Après les effets d'annonce, place aux actes. Le discours sécuritaire de Grenoble de Nicolas Sarkozy a fait couler beaucoup d'encre depuis le 30 juillet. Mais il ne s'agissait que de mots demandant une traduction législative concrète. Et c'est précisément ce projet de loi sur la sécurité, répondant au doux nom de Loppsi 2, que la commission des lois du Sénat vient de court-circuiter ce mercredi en rejetant les amendements du gouvernement sur les peines planchers, les mineurs et l'aggravation des peines pour meurtre de policiers.

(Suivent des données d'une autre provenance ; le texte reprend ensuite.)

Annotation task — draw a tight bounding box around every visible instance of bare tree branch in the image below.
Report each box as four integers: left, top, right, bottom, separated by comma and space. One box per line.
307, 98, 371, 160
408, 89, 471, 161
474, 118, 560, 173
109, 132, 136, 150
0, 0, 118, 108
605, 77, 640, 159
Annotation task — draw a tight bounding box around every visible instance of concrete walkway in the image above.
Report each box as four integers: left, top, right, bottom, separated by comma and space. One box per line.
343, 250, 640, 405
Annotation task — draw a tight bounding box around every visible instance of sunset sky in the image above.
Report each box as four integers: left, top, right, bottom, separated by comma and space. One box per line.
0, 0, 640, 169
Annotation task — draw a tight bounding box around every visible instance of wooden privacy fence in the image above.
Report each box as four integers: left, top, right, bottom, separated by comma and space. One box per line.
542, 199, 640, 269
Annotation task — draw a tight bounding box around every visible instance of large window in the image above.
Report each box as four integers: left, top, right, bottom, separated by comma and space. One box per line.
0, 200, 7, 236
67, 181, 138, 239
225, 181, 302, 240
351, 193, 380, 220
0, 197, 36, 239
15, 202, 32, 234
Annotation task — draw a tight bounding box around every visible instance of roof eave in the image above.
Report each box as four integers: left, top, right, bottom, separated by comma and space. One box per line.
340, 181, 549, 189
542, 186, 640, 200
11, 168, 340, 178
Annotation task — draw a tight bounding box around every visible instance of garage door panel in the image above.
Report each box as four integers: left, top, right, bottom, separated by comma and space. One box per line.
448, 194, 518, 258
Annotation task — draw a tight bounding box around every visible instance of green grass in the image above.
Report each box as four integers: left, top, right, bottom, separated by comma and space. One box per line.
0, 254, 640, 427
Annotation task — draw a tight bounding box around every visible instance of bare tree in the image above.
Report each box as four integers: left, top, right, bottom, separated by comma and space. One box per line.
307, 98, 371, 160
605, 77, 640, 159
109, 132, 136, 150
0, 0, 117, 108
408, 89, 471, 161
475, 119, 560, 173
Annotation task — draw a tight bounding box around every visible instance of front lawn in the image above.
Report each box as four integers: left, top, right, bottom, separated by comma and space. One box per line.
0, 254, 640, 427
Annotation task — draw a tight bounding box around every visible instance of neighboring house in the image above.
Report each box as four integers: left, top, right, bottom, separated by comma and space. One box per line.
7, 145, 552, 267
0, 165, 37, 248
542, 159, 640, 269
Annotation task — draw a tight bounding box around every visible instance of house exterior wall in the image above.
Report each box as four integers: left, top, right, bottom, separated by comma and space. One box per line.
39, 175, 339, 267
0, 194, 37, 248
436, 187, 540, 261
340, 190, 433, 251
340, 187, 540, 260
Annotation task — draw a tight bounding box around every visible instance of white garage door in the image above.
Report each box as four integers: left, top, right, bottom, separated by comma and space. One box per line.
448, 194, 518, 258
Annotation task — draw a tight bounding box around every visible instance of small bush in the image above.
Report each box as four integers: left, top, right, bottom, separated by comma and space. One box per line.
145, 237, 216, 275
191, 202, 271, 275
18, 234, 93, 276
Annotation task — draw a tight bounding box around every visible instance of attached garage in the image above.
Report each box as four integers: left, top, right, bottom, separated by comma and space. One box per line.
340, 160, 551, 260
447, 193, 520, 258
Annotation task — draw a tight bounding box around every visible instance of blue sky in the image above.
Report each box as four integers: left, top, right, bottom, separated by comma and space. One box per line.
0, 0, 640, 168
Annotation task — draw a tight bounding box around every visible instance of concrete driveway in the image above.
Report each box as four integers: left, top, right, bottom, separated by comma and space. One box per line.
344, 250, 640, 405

Voilà deux jours que les sénateurs planchent sur ce projet de loi d'orientation et de programmation pour la performance de la sécurité intérieure (la fameuse Loppsi 2, donc). Et le moins que l'on puisse dire, c'est que l'examen de ce texte s'annonce agité... A l'origine, il n'était question que de renforcer les moyens mis à disposition de la police sur une période allant de 2009 à 2013. Sauf que le tour de vis sécuritaire du chef de l'Etat est passé par là, et que le gouvernement s'est mis en tête d'y intégrer plusieurs amendements en écho aux propositions faites par M. Sarkozy.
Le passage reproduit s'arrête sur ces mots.